Pas davantage, suivant notre calcul, que j’ai un peu enflé. Tel est l’état de la nature humaine. La vie et la fortune sont bien bornées : on ne vit à Paris, l’un portant l’autre, que vingt-deux à vingt-trois ans ; et l’un portant l’autre, on n’a tout au plus que cent vingt livres par an à dépenser : c’est-à-dire que votre nourriture, votre vêtement, votre logement, vos meubles, sont représentés par la somme de cent vingt livres.

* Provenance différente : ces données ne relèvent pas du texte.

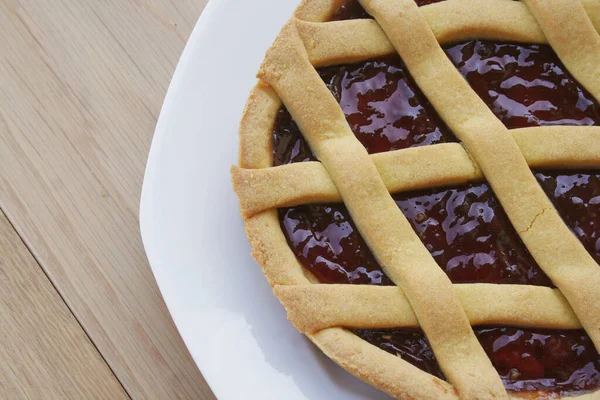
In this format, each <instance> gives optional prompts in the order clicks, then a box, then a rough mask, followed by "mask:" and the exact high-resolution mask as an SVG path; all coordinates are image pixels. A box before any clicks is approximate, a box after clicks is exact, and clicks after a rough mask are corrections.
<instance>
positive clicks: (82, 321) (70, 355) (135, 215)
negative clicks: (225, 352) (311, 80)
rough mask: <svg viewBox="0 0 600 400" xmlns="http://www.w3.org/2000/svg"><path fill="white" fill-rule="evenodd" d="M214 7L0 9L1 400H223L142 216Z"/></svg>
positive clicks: (55, 0) (167, 2) (69, 7)
mask: <svg viewBox="0 0 600 400" xmlns="http://www.w3.org/2000/svg"><path fill="white" fill-rule="evenodd" d="M205 3H206V1H205V0H53V1H48V0H0V208H1V209H2V210H3V212H4V214H5V215H6V216H7V218H8V220H9V221H10V224H12V226H10V225H9V224H8V223H7V221H6V219H5V218H4V216H2V218H0V267H1V269H0V290H1V291H2V293H1V298H0V299H1V300H0V334H1V335H2V341H1V342H0V356H1V357H2V363H0V364H4V365H2V366H0V398H7V399H21V398H60V399H71V398H72V399H83V398H85V399H88V398H92V399H95V398H111V399H119V398H124V397H125V398H126V397H127V396H129V397H131V398H135V399H212V398H214V397H213V395H212V394H211V392H210V389H209V388H208V386H207V385H206V383H205V382H204V380H203V378H202V376H201V374H200V372H199V371H198V369H197V368H196V366H195V364H194V363H193V361H192V360H191V357H190V356H189V354H188V352H187V350H186V348H185V346H184V344H183V342H182V340H181V338H180V337H179V335H178V333H177V331H176V329H175V327H174V325H173V323H172V321H171V319H170V317H169V314H168V312H167V310H166V307H165V305H164V303H163V300H162V298H161V296H160V293H159V291H158V288H157V286H156V283H155V281H154V279H153V277H152V273H151V271H150V269H149V266H148V264H147V260H146V257H145V254H144V250H143V248H142V244H141V239H140V234H139V228H138V217H137V216H138V205H139V194H140V190H141V184H142V177H143V172H144V167H145V162H146V157H147V154H148V150H149V146H150V142H151V139H152V134H153V130H154V126H155V123H156V118H157V116H158V113H159V110H160V106H161V104H162V100H163V98H164V95H165V92H166V89H167V87H168V84H169V81H170V78H171V75H172V73H173V71H174V68H175V65H176V63H177V60H178V58H179V56H180V54H181V51H182V50H183V46H184V44H185V41H186V40H187V38H188V36H189V34H190V33H191V30H192V28H193V25H194V23H195V21H196V20H197V18H198V16H199V15H200V13H201V11H202V9H203V7H204V5H205ZM13 228H14V229H13ZM19 236H20V237H19ZM6 293H10V294H9V295H8V296H7V295H6Z"/></svg>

L’HOMME AUX QUARANTE ÉCUS.

Hélas ! que vous ai-je fait pour m’ôter ainsi la fortune et la vie ? Est-il vrai que je n’aie que vingt-trois ans à vivre, à moins que je ne vole la part de mes camarades ?

LE GÉOMÈTRE.

Cela est incontestable dans la bonne ville de Paris ; mais de ces vingt-trois ans il en faut retrancher au moins dix de votre enfance : car l’enfance n’est pas une jouissance de la vie, c’est une préparation, c’est le vestibule de l’édifice, c’est l’arbre qui n’a pas encore donné de fruits, c’est le crépuscule d’un jour. Retranchez des treize années qui vous restent le temps du sommeil et celui de l’ennui, c’est au moins la moitié : reste six ans et demi que vous passez dans le chagrin, les douleurs, quelques plaisirs, et l’espérance[1].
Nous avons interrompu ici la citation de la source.